Explore the flavors of Rhineland in a glass

When German wine is mentioned, many people immediately conjure up the image and the taste (or lack thereof) of a blue nun-labeled hard soda pop.

Rhine wine — or more precisely Riesling — grown near the rivers in southwestern Germany, can be a bit sweeter than a Chardonnay, but it is also spicy and complex, nothing like the saccharin Liebfraumilch that sat sweltering away in 1970s picnic baskets.

Most of Germany’s wine-growing regions hug the Rhein and Mosel Rivers and their tributaries setting up an interesting microclimate.

Those living near bodies of water in New Hampshire can see firsthand what a great vessel for heat water is as evidenced by mists that rise when the air is cooler than the water.

That heat and even reflected sunlight from the rivers enable grapes to be grown in that corner of Germany.

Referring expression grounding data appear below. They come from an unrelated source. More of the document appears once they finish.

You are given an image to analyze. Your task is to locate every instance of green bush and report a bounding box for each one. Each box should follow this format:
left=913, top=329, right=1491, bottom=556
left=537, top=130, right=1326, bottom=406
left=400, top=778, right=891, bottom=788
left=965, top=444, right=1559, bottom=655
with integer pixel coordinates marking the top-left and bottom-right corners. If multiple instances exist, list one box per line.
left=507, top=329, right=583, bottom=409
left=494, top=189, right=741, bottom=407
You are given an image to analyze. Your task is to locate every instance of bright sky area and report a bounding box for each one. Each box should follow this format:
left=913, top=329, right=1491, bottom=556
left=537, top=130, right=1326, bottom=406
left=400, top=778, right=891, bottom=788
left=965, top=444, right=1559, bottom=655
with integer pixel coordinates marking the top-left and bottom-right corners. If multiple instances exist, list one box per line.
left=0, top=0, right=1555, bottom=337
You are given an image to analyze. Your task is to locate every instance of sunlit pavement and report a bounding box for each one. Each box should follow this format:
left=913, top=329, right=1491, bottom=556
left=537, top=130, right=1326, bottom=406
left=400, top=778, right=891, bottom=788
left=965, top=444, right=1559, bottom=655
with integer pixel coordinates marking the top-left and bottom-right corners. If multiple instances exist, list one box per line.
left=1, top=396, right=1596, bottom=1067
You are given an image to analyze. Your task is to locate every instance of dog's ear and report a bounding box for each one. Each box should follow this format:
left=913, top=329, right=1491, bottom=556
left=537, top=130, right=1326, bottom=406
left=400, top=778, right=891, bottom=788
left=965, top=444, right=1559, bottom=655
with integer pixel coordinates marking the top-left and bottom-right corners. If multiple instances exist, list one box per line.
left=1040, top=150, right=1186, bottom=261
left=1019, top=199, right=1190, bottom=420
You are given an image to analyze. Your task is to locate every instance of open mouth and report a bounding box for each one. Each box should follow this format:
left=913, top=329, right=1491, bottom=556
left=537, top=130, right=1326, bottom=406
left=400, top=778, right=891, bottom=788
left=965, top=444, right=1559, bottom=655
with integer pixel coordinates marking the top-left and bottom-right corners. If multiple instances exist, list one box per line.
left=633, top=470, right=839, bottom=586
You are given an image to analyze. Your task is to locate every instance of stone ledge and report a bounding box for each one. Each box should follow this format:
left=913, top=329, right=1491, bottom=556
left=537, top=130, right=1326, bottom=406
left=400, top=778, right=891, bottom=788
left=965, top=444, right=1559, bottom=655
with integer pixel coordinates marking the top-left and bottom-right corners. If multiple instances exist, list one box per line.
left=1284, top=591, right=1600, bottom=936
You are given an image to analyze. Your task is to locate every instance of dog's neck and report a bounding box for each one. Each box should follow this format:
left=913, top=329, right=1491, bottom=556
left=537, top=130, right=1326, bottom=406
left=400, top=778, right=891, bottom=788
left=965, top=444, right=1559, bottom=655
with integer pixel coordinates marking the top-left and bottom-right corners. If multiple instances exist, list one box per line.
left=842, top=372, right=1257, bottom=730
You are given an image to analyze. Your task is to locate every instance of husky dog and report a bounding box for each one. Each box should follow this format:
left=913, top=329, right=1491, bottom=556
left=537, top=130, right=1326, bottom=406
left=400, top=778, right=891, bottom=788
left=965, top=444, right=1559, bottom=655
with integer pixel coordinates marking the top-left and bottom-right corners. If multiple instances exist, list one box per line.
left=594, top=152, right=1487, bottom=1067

Rieslings are all about fruit and floral characteristics. An abundance of apple and other cool climate fruit flavors such as pear are most prominent and are coupled with a fragrant nose.

Riesling can come in two styles, one sweeter, one drier. Often American-born Rieslings tend to be drier and more floral, and German a bit sweeter, but this is by no means a rule.

With German Rieslings, look for the term “trocken” on dry vintages and “kabinett,” “spätlese” or “auerlese” for sweeter varieties, with kabinett being off-dry and auerlese being fully sweet. But with German labels bearing names that seem to be 20 syllables long, do not confuse “trocken” with “Trockenbeerenauslese” — the second term refers to grapes that were dried to the point of nearly being raisins and results in an almost syrupy dessert wine — a very expensive dessert wine at that.

Rieslings tend to be lighter bodied, which means they are lower in alcohol content. Most of the Rieslings on the Diversions tasting list were in the 8- to 9-percent alcohol range. Compare this lighter-bodied style to a Chardonnay at 13 percent.

The touch of spritz — a hint of effervescence — that many Rieslings have blends with palate-clearing acid to make this wine an ideal companion with food, especially typically hard-to-pair Asian and Mexican cuisines.

German Rieslings give plenty of bang for the buck. Great bottles are available under $20, even under $10.

With all its advantages, German Riesling deserves more time in your glass and on your tongue.

Here are our selections, all available at New Hampshire State Liquor Stores and grocery stores:

• 2004 Weber Zeller Schwartz Katz (Mosel-Saar-Ruwer, $7.99): The classic Riesling floral nose with big fruit flavors. Honeyed lemons with deeper flavors of pears and even apricots led to a surprisingly long finish. The legend surrounding the wine is even more interesting than the wine itself. As the story goes, four wine merchants were trying to decide which of the three wines they were tasting were the best. The wine-grower’s black cat (hence “schwarz katz”) suddenly leaped up on one barrel and clawed at anyone who tried to approach that particular vintage. Obviously, this must be the best wine, the merchants surmised. A good story or a marketing ploy? Either way, Weber is nice, simple wine for the price. Alcohol: 9%.

• 2005 Schmitt Söhne Kabinett (Mosel-Saar-Ruwer, $11.99): Light-bodied and off-dry from the ripened grapes, this kabinett Riesling tasted similar to quality cider (think Farnum Hills, not Motts), with notes of apples, pears and melons. Alcohol: 8.5%.

• 2005 Grans-Fassian (Mosel-Saar-Ruwer, $15.99): Scents of pear hint at the luscious pear flavors in the glass. Off-dry with a touch of spritz, citrus flavors such as grapefruit and pineapple round out the wine. Alcohol: 8.5%.

• 2005 Reichsgraf von Kasselstaff ($13.99): This pale-gold Riesling was rich and full-bodied with tons of juicy fruit perfectly balanced with a dry, almost yeasty finish. A great wine. Alcohol: 11%.

• 2005 Schloss Johannisberg Kabinett ($26.99): Full-bodied and off-dry, the sweet apples, ripe pears and a touch of citrus come through with good balance. Little to no spritz. Alcohol: 12%.

• 2005 Bassermann-Jordan Forster Jesuitengarten Spätlese (Pfalz, $28.99): This spätlese was indeed sweeter than the others, but the touch of spritz and ideal balance kept the wine from becoming cloying. Deep fruit flavors like ripe apple and apricots give it an almost Asti Spumante character. Alcohol: 9%.